Foto: Ginette Gilart
CÓMO HACÍAMOS CAFÉ
A mi madre le encantaba el café, el buen café. No compraba
el grano en cualquier sitio, solía ir a Café
Bacquié; como ahora existen casas del té, entonces había casas del café
donde se vendían de todo tipo, en paquetes ya preparados o a granel. Las distintas
clases se exponían en recipientes con un cartel indicando la procedencia: el
arábica de varios países de América Central o del Sur; el robusta de Asia.
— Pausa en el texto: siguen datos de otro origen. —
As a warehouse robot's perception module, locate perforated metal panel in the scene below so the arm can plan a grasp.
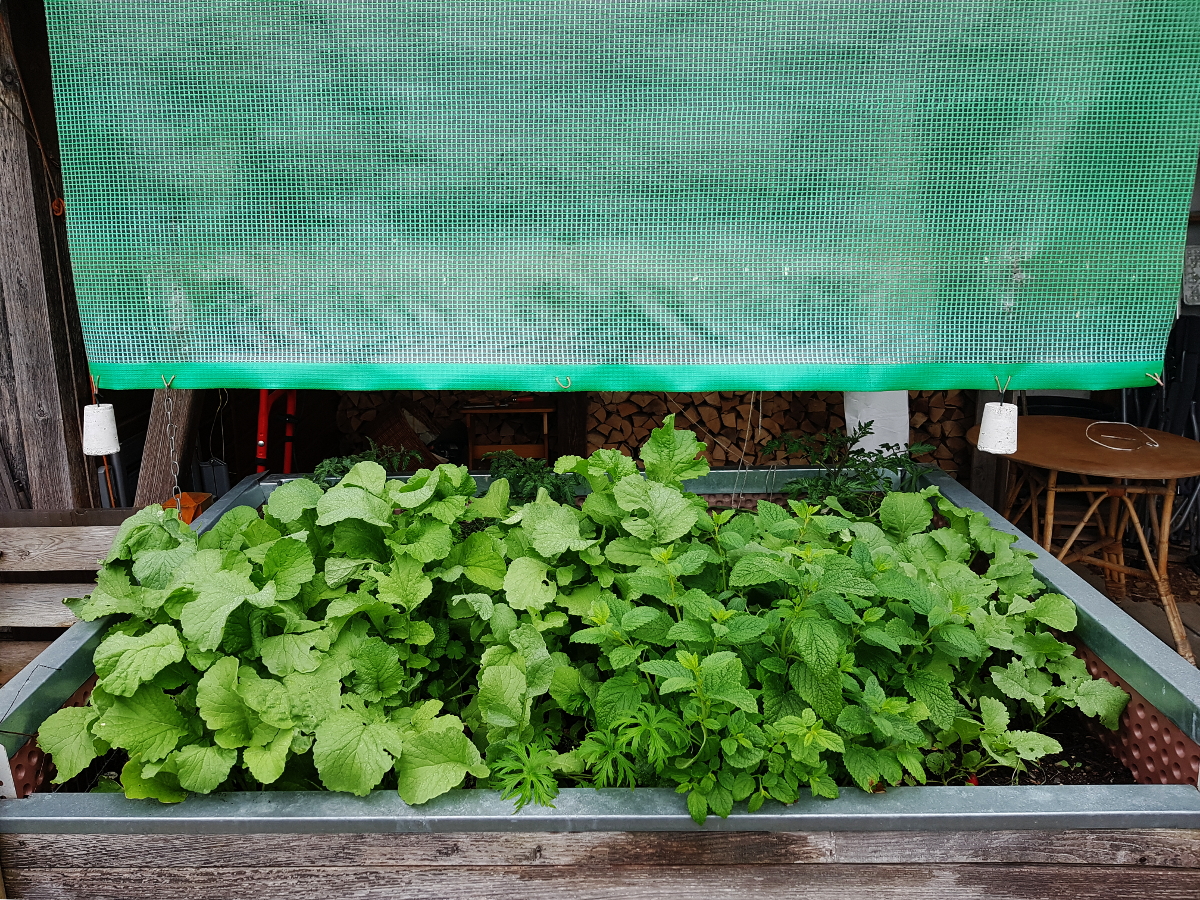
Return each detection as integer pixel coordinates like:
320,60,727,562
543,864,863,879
47,0,1200,390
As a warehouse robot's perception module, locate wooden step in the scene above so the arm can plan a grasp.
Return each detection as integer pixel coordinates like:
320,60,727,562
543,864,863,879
0,526,120,572
0,584,87,628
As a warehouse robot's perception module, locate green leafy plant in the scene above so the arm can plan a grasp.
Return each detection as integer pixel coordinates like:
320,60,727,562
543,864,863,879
484,450,580,503
763,421,934,515
38,416,1128,822
310,438,421,486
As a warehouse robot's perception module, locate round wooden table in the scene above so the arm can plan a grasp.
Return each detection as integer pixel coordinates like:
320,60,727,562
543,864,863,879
967,415,1200,665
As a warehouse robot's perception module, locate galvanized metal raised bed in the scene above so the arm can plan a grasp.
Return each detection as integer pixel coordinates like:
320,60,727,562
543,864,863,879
0,470,1200,896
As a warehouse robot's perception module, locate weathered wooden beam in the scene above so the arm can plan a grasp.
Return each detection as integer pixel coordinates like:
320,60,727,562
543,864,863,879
133,388,204,506
0,526,120,572
5,859,1196,900
0,0,97,509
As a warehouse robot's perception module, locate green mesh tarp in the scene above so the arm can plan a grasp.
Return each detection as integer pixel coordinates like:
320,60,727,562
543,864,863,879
47,0,1200,390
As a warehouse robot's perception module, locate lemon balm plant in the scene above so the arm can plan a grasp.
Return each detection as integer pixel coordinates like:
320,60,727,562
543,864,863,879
40,416,1127,822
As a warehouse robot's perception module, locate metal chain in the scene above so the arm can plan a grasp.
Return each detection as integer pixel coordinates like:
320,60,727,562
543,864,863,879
162,388,182,508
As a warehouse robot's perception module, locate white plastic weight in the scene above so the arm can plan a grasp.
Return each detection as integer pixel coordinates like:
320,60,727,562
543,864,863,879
83,403,121,456
979,403,1016,455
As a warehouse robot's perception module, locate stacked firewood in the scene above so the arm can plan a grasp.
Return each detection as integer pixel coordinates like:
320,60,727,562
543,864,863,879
338,390,974,476
908,390,976,481
588,390,974,476
588,391,846,467
337,391,541,444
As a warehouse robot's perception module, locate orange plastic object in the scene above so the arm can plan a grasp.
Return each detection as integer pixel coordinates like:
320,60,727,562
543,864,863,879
162,491,212,524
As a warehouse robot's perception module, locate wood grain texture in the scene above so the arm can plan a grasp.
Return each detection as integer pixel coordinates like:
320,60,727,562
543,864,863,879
133,388,204,506
0,584,83,628
0,7,96,509
0,526,120,572
5,864,1196,900
0,829,1200,870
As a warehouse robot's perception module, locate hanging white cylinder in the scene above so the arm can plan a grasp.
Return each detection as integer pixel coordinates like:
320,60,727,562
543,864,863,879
83,403,121,456
979,403,1016,456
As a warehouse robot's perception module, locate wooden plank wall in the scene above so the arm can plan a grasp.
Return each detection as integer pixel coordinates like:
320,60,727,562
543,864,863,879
0,829,1200,900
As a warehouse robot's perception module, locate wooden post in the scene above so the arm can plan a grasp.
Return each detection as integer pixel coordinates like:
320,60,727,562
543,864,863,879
133,388,204,506
0,0,98,509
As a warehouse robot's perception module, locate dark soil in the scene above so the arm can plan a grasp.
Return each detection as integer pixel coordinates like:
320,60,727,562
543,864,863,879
979,709,1138,785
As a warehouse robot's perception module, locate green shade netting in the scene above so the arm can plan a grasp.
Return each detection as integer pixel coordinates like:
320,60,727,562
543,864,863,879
47,0,1200,390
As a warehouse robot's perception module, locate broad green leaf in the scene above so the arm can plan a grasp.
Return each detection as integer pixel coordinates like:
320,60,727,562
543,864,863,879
548,666,588,714
838,707,875,734
317,487,391,528
730,553,800,588
620,606,659,634
464,478,511,521
979,697,1008,734
354,623,405,703
1075,678,1129,731
121,755,187,803
196,656,258,748
262,631,329,676
841,744,883,791
604,538,655,566
386,467,442,509
613,475,700,544
378,556,433,612
792,619,841,676
1008,731,1062,760
340,461,388,496
521,494,595,558
266,478,325,524
174,744,238,793
990,660,1050,710
859,625,900,653
396,728,491,805
263,540,317,600
1030,594,1078,631
504,557,558,612
787,662,844,721
904,670,962,730
132,538,197,589
179,569,276,650
95,625,184,697
37,707,106,785
640,414,708,487
283,659,342,728
104,504,183,563
934,624,984,659
880,493,934,540
638,659,691,678
475,666,526,728
197,506,263,550
446,532,505,590
241,730,295,785
92,684,187,761
312,709,403,797
667,619,713,643
65,565,167,622
593,672,642,731
394,518,454,563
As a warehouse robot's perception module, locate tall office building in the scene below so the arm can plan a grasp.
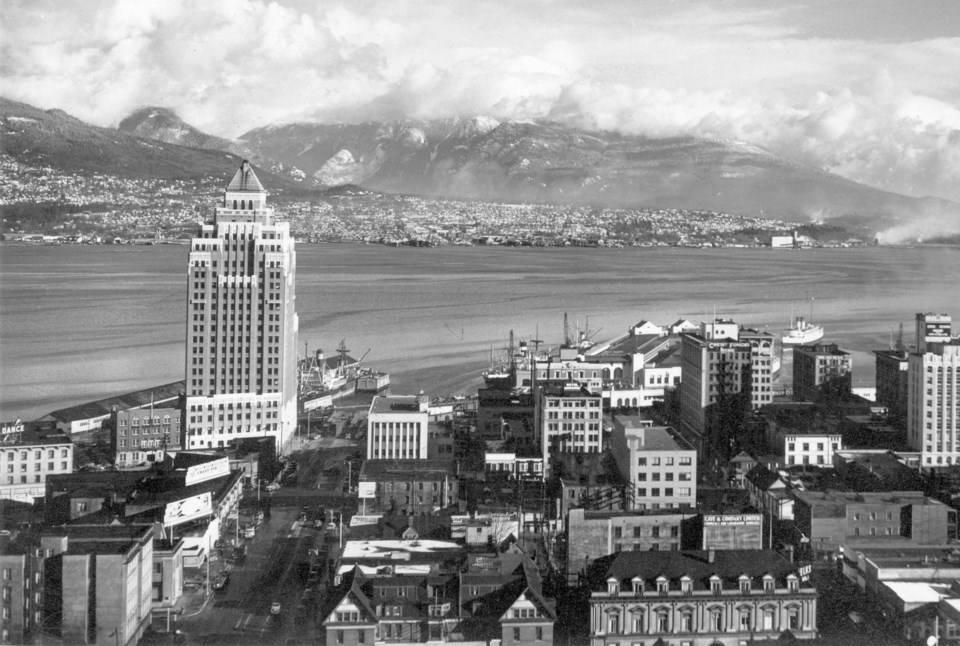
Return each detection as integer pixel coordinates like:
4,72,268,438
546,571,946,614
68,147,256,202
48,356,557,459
907,339,960,466
680,319,773,459
793,343,853,403
915,312,953,354
184,165,298,450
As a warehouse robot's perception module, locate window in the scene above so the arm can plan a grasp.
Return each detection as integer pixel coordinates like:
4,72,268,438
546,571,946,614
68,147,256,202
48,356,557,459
608,612,620,639
657,611,670,633
710,608,723,631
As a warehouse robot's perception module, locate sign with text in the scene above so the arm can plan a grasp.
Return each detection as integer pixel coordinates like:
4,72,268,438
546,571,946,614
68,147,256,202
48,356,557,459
163,491,213,527
185,458,230,487
703,514,760,527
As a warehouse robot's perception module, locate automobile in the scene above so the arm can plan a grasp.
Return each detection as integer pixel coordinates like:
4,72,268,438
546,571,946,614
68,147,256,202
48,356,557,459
213,572,230,591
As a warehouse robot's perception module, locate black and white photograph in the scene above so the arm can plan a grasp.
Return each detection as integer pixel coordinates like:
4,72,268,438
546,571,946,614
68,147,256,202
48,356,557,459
0,0,960,646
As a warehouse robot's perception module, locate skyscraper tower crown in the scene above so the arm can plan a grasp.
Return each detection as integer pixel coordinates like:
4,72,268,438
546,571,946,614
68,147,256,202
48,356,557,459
184,160,298,450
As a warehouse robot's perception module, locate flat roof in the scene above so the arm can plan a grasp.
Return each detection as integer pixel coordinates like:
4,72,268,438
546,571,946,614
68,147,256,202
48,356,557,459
41,381,186,422
370,395,427,415
360,460,454,480
340,539,466,561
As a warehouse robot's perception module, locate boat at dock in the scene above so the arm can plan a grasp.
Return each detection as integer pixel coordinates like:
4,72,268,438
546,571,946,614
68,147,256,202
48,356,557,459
780,298,823,345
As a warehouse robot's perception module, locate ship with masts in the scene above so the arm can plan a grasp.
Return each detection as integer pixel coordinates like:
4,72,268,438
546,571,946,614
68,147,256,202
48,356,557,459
297,339,390,410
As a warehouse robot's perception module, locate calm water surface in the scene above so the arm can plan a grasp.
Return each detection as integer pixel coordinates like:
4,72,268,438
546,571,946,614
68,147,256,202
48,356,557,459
0,244,960,420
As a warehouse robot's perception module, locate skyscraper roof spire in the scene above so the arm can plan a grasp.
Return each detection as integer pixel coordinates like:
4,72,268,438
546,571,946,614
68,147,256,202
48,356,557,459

Ella
solía pedir siempre la misma mezcla que la dependienta conocía muy bien: « ¿Lo
de siempre, verdad?».
Lo molíamos en casa con un viejo molinillo, un artilugio
que se componía de un compartimento abombado donde se colocaba el café en grano
y en la parte inferior un pequeño cajón extraíble donde se recuperaba el
resultado de la molienda. Con mis manitas de niña me costaba girar la manivela
pero me gustaba oír cómo crujían los granos al ser prensados. Luego, con una
mano más enérgica mi madre acababa de moler. Después vertía el café molido en una especie de calcetín de algodón blanco
con mango colocado en una cafetera de metal azul. En él iba echando, poco a
poco y haciendo círculos, agua caliente; la cocina se inundaba, entonces, de su
cálido aroma.
Luego llegaron los molinillos eléctricos y arrinconamos el
viejo, aunque durante mucho tiempo ella conservó la costumbre de “pasar” el
café con “calcetín”.
De ella he heredado el gusto por el café; aunque existen
cafeteras muy modernas que funcionan con cápsulas, yo utilizo la típica
cafetera italiana, me agrada su
particular borboteo y el olor que se desprende.
En cuanto al viejo molinillo adorna mi
cocina y la cafetera azul me sirve de jarrón.